I personally like playing aliens because I have to play a badly rolled human every day, I don't want to play a badly rolled human in the game too.

41 minutes ago, evo454 said:

I am Forever GM so I don't get to play much and player creation has resulted in two humans, a droid, a bothan, and a Wookiee.

Of the humans, one of them is not an actor, and I've spoken to him about roleplaying games and he loves to play, but he has to have a character that he can put himself into. He's not great at the improv aspect if he can't default to basing the character on himself, which I can respect. The other is a good actor, but is the kind of player that wants to recreate the movie moments more than he wants to develop his own story. Thus, his human is the daughter of a clone deserter born on Mandalor but raised on Corellia who has rebel sympathies and became a smuggler. We give him a lot of grief because he is a painfully predictable player, but we all still have fun.

I personally like playing aliens because I have to play a badly rolled human every day, I don't want to play a badly rolled human in the game too.

I enjoyed reading this, I think it's a good look at a group. I think that the "I'm a human so I don't want to play a human" thing doesn't really hold water because while you may find yourself to be boring, there are indeed interesting people. It's a basic task of storytelling to make interesting characters and that is a task that is not dependent upon those characters not being human. It's not mutually exclusive though, I am not saying there are no interesting alien PCs, but my argument is that humans are not inherently boring. The player who makes a boring character perceives it as being more interesting by then tacking on an alien head, but the character is still bland.

The alien thing is no armor against being boring. So many times I have had potted-plant players with a weird character who contributed literally nothing to the game beyond dice rolls and making the PC Group class photo look diverse.
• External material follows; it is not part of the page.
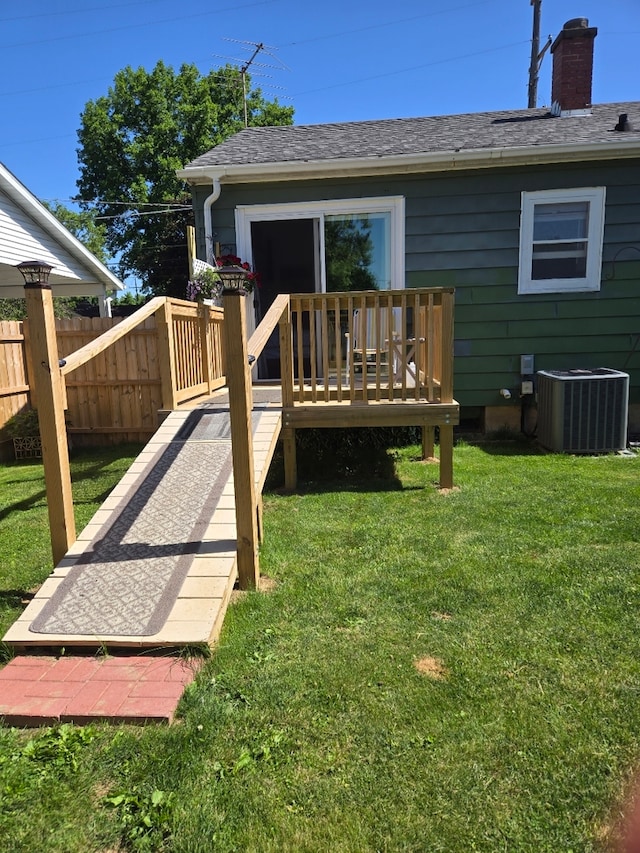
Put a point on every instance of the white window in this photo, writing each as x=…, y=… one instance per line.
x=561, y=240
Also I have had some characters play out romantic relationships with other characters (PC and NPC) in game, and never once did I say "man this romance would be so much better if they were bugs or cephalopods."

Edited by Archlyte

I wonder how much the era of play impacts the decision to play non-humans. Do you think that in a twilight of the Republic game (set near Episode I) non-human characters are more likely to be selected?